28 Mei 2014

WAKTU TUHAN

   Kehadiran seorang anak tentu akan membuat sebuah keluarga menjadi bahagia. Seperti sebuah cerita seorang ayah yang memiliki putra yang sangat disayanginya. Bagi sang ayah putranya itu begitu berharga sehingga menjadikan kegembiraan tersendiri baginya. Setiap dalam perjalanan, sang ayah tidak pernah lupa menghubungi anaknya itu seperti tidak lepas untuk sekedar mengetahui keadaan si anak baik-baik saja. Karena tuntutan pekerjaan, suatu ketika sang ayah berniat untuk pergi ke tempat yang jauh dalam waktu yang lama. Ketika berpamitan dengan keluarganya, sang ayah berkata kepada anaknya: "Ayah akan selalu meneleponmu nak." "Mungkin jika ayah hendak menghubungimu di siang hari," "kamu pasti sudah tidur karena di tempatmu sudah malam akibat perbedaan waktu kita yang banyak. Atau tempat dimana ayah berada nanti, adalah hari esok ditempatmu berada sekarang." Lalu dengan bersemangat si anak menyahut: "Oke yah" "kalau begitu sesampainya nanti di 'besok' telepon aku ...yah !"

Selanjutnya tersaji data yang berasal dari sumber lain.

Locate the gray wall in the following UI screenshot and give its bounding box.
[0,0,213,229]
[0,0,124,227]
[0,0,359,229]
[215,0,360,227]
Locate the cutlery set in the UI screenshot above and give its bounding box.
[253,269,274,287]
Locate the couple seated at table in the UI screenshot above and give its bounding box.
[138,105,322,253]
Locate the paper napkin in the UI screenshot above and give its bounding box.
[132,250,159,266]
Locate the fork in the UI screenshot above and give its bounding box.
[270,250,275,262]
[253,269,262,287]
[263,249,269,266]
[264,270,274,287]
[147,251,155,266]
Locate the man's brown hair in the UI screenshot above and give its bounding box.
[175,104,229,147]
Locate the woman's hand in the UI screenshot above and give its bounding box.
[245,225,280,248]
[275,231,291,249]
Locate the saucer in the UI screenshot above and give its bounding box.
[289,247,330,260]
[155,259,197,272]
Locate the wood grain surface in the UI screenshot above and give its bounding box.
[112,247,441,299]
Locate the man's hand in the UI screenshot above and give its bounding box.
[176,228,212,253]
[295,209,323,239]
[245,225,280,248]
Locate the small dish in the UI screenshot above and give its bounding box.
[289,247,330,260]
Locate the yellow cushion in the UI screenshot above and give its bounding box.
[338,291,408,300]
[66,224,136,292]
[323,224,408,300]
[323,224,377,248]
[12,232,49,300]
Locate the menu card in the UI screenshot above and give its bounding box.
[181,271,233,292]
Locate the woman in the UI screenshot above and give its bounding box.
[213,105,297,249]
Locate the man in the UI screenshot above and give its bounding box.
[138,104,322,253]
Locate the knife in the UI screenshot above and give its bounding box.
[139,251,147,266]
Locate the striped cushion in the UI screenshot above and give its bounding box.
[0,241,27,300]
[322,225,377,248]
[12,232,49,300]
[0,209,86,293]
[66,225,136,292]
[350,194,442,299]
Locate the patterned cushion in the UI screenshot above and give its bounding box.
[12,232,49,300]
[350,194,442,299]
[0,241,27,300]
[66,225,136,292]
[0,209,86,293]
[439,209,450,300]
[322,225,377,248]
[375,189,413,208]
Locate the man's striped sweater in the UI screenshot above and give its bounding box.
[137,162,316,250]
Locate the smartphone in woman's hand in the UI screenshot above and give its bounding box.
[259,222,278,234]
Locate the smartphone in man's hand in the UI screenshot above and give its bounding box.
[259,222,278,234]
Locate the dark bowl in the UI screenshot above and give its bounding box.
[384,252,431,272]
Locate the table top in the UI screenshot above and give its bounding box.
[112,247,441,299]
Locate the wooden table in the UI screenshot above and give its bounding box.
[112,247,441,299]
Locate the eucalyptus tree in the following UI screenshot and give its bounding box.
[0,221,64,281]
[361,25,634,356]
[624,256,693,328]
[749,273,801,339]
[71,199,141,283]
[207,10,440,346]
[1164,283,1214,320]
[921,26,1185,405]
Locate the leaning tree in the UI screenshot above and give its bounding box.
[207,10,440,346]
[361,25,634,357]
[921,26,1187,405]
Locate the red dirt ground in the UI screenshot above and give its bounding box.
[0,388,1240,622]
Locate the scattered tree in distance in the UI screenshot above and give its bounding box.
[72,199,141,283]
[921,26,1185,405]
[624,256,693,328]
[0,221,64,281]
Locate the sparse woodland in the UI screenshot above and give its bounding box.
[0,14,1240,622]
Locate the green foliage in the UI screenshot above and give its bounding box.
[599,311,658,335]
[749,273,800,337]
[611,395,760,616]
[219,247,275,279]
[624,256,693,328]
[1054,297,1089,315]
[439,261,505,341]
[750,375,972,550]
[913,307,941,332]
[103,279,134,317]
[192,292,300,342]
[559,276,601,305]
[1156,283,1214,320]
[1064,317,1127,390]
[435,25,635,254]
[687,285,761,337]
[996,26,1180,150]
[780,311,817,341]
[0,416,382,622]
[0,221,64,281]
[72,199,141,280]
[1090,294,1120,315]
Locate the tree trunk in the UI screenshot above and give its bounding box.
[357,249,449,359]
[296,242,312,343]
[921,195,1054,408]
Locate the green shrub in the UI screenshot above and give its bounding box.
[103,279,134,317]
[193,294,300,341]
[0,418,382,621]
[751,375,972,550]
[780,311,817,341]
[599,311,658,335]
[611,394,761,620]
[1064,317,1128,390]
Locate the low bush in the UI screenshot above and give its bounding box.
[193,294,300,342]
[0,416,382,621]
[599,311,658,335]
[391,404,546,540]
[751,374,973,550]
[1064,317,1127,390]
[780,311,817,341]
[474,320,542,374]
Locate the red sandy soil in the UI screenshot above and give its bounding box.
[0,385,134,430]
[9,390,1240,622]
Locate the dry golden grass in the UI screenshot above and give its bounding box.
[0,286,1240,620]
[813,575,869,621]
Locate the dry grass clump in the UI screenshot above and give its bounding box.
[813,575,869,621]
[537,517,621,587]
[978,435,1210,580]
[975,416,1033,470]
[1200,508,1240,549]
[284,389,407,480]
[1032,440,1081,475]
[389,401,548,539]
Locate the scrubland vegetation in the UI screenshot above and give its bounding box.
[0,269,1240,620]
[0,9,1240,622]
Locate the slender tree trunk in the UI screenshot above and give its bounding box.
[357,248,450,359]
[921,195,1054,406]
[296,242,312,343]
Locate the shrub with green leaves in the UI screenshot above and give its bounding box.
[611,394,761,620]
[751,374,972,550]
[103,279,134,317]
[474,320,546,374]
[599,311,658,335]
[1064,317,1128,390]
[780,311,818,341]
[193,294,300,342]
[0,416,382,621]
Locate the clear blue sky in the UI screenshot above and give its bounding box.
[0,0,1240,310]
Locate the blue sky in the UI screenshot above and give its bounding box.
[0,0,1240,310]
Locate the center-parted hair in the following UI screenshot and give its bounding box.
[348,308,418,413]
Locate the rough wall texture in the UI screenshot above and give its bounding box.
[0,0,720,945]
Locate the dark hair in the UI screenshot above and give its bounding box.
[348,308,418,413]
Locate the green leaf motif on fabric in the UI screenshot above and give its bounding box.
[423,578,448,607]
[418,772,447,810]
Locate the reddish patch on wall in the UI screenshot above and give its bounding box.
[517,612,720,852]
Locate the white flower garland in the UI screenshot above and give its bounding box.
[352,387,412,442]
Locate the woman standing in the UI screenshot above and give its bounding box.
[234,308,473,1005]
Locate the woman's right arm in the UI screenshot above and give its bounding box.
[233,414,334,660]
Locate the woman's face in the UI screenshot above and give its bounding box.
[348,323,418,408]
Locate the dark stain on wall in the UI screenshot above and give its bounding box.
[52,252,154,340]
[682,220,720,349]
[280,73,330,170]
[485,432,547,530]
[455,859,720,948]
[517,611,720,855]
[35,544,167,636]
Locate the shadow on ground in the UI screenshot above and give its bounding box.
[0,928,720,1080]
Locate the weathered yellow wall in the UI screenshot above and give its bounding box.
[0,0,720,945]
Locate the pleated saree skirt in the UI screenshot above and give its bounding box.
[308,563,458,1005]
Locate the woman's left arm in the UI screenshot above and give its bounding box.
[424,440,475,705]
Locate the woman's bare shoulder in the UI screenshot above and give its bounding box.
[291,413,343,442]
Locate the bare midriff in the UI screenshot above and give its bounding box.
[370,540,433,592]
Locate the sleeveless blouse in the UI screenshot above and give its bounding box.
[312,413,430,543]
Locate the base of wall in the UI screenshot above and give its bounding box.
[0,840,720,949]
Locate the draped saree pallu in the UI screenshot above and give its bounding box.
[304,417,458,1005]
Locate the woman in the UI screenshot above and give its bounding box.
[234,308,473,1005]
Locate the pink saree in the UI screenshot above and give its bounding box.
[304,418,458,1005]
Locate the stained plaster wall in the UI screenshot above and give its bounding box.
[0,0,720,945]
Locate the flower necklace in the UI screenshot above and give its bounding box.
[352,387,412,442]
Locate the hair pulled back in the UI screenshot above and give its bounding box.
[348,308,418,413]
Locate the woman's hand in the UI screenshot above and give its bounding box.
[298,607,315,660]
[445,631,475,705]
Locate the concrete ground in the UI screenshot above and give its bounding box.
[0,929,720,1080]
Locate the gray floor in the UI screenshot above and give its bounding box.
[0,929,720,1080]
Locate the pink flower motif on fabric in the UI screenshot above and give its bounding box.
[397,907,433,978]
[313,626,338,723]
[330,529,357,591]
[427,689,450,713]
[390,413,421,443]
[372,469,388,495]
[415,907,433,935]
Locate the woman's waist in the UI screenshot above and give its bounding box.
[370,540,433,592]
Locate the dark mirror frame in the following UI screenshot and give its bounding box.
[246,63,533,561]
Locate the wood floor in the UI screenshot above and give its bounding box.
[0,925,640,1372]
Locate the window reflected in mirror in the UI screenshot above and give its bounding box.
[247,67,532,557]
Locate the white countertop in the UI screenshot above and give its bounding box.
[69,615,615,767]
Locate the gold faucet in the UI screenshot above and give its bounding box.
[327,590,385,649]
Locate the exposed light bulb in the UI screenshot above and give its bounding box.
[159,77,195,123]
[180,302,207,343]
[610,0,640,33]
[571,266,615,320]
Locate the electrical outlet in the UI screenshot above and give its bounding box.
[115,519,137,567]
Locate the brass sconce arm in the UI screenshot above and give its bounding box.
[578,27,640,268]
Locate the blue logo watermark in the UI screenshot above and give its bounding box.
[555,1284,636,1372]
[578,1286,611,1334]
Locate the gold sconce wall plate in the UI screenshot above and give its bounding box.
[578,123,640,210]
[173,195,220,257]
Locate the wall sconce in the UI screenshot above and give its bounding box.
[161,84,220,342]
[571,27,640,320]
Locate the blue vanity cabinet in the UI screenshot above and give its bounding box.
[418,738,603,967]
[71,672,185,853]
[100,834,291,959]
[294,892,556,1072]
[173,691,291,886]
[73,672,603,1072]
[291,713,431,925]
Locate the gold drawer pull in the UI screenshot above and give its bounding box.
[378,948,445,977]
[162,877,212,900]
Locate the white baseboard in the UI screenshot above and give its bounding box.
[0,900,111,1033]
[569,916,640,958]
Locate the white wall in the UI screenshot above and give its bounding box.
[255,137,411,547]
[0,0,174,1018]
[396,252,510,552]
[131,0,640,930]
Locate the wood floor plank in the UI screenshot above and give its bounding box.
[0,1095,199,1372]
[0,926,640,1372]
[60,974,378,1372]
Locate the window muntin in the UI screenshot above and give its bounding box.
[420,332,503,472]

   Begitu juga dengan Allah. Kita adalah kegembiraanNya. Ia akan selalu hadir bahkan membawa kabar baik. Allah adalah penentu keberhasilan kita, Ia adalah masa depan kita. Ia tidak hanya dapat menghubungi kita di 'besok', kapanpun dan dimanapun baginya adalah pasti. Kita adalah milikNya yang paling berharga, karena itu selalu dinantikanNya sekarang, esok dan selamanya. Pengharapan dan selalu mengucap syukur adalah bentuk 'doa tanpa henti' yang bisa kita lakukan untuk selalu terhubung dengan Dia. God is good all the time.